Transformer winding seems very tricky, and experience is probably most important.
For a newbie like me it would be tempting to rush along with a huge amount of primary inductance to ensure good low frequency response only to get to a point where stray capacitance starts to eat away at the high end of the frequency spectrum.
You add at one end only to have it taken away at the other end if not careful.
It seems like a balancing act which is only mastered by experience.
 
What I remember from the time I was winding stepup transformers for ESLs, is that it's always better to completely fill the space with copper if low leakage inductance is your goal. So either use thicker wire, or use multiple parallel wires. Leaving space in between the windings will result in significant higher leakage.
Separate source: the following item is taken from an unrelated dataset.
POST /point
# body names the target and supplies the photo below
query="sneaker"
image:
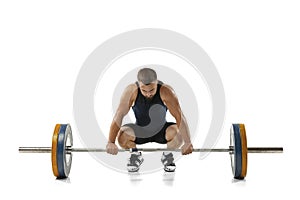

On the other hand, more copper area increases capacitance. You can use thicker interwinding isolation to reduce that effect, the price being increased leakage again. So pick your compromises...
 
This will cause increased stray inductance, and the remedy is spiral winding on parts of the bobbin.
Very much doubt that is a real problem.
Stinks of overthinking and "non solutions for non problems"

And in any case, will apply to one layer only, the last one, since all others have been filled end to end by definition.
IF there is any influence, it will be microscopic.
 
If winding won't fill the whole width of the bobbin there are several solution:
1) Even distribution (on photo 1).
2) Thin film-insulated (e.g. Nomex) flat (ribbon) litz wire (photo 2).
3) Multifilar winding as explained 50AE (he is one of the best transformer experts on this forum).
4) "Spiral" winding pattern with uneven distribution (mentioned by Emtor) have higher leakage inductance compared to the first 3.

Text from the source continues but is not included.